The aptly named The Opening Act offers some heavenly music indeed, an alt-gospel, a cappella slice of psychedelia whose short but effective ways indicate that this isn’t going to be an ordinary album. After all, an album that offers its first full-length track, a psychedelic, blues, and trippy take on Black Sabbath’s iconic Changes, is not playing by the usual rule book. Heaven and Hell, perhaps!
From here, the cheekily named Dean The Dream wanders psychedelic sonic pathways and trippy blues trails, blends classic rock with acid drops, heady, incensed-infused 60’s counter-culture cool with hippy chic.

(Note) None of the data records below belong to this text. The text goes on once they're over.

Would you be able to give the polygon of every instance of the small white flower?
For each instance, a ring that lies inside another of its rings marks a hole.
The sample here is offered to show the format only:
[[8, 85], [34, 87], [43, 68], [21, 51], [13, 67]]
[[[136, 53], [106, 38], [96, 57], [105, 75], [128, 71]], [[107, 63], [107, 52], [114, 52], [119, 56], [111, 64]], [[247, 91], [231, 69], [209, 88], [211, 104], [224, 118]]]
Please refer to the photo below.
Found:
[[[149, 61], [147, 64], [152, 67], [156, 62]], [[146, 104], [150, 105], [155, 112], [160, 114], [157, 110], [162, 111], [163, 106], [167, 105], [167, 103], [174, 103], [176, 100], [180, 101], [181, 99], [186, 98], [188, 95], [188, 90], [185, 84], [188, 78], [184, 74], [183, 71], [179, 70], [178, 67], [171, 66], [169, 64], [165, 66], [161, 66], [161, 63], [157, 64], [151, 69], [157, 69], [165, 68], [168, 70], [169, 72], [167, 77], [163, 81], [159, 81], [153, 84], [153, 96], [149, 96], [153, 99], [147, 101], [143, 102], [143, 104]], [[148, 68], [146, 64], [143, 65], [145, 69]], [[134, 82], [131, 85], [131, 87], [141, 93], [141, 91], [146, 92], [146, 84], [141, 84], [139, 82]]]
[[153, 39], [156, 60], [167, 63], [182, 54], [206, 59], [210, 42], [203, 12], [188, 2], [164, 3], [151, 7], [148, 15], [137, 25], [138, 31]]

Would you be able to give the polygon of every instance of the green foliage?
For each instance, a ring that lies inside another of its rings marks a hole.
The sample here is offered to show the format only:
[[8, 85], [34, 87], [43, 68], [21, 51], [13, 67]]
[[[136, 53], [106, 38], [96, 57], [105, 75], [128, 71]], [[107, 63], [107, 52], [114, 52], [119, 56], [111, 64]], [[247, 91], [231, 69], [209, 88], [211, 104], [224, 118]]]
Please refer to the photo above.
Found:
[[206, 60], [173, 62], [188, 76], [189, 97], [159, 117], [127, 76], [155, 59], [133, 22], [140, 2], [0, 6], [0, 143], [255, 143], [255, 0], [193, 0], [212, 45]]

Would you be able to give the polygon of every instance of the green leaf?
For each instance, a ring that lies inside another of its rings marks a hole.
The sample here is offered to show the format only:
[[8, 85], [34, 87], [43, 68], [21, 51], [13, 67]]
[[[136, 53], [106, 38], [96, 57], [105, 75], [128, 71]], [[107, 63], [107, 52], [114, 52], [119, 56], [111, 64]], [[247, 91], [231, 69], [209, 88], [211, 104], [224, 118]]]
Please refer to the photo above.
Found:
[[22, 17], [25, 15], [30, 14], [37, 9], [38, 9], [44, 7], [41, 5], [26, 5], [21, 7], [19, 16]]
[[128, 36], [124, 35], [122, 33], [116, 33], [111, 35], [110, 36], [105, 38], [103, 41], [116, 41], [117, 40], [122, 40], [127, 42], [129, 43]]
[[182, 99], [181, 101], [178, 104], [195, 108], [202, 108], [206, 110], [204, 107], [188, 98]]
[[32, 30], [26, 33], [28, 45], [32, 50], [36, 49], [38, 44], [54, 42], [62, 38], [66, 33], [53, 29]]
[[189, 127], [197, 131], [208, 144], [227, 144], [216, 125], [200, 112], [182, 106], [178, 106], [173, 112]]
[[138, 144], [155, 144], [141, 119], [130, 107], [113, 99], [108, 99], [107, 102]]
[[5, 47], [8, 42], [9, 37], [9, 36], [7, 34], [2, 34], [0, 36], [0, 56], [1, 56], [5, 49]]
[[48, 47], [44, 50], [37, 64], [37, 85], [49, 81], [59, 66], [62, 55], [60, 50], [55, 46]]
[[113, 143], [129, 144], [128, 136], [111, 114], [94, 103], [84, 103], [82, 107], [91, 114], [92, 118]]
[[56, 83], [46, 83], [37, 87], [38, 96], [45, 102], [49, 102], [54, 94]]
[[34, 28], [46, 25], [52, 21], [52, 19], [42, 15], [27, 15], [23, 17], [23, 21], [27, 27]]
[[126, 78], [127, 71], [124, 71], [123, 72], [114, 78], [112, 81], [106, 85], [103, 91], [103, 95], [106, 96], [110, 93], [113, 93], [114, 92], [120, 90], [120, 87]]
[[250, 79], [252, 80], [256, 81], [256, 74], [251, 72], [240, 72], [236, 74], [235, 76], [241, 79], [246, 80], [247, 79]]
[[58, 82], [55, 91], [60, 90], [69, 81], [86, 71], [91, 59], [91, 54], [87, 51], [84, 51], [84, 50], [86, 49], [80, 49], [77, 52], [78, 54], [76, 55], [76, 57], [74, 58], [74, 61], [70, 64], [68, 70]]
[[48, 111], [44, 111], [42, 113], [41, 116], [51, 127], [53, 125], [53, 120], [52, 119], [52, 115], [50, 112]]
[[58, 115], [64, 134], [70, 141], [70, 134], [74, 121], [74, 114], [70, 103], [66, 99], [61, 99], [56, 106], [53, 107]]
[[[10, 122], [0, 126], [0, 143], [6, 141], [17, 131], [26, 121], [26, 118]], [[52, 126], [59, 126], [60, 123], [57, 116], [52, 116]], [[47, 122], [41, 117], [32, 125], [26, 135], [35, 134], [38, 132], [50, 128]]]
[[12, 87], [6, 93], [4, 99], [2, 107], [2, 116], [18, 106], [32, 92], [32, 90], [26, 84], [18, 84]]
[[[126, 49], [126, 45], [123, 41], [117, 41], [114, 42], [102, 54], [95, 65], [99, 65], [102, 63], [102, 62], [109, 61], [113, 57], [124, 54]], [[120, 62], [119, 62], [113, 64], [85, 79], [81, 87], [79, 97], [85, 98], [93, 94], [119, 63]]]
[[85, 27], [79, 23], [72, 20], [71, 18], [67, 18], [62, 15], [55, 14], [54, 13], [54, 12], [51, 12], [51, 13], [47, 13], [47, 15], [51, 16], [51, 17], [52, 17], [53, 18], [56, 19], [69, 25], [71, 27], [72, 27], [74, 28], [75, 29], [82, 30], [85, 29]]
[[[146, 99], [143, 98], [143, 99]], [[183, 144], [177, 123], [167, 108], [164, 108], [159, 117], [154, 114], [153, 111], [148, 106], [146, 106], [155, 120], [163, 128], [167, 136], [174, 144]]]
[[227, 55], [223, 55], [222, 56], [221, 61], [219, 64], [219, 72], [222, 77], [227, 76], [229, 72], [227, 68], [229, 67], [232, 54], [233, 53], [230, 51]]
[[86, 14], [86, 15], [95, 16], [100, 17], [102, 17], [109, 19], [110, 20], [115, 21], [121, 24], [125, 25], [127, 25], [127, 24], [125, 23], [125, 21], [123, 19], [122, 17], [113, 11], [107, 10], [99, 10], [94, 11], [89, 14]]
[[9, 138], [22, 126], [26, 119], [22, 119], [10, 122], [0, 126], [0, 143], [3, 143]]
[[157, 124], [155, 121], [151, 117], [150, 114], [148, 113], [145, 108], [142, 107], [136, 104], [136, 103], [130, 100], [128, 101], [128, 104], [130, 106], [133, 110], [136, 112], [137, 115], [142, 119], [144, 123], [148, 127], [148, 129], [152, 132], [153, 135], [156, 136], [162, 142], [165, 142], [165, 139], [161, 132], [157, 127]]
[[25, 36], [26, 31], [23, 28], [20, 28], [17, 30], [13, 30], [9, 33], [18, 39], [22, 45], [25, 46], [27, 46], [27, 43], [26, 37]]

Dying Staying Alive follows The Doors on strange odysseys, rock music baked in the desert heat, and opening the doors of perception into Huxley’s otherworldly experiences. Kiss Me Kill Me is a slow-burning, deep, brooding 50’s style ballad brought bang up-to-date. He even takes Elvis’ It Hurts Me and plays it with a hazy subtlety and suppleness that the original missed.
The album ends with the title track, Hitchin’ It To Heaven, a song that the likes of The Black Keys or The White Stripes would have given their right arm to have written.
Hitchin’ It To Heaven is no ordinary album, and Dean the Dream is no typical artist. If you want a taste of the past turned into a glimpse of the future, this is the album, and certainly the artist, for you.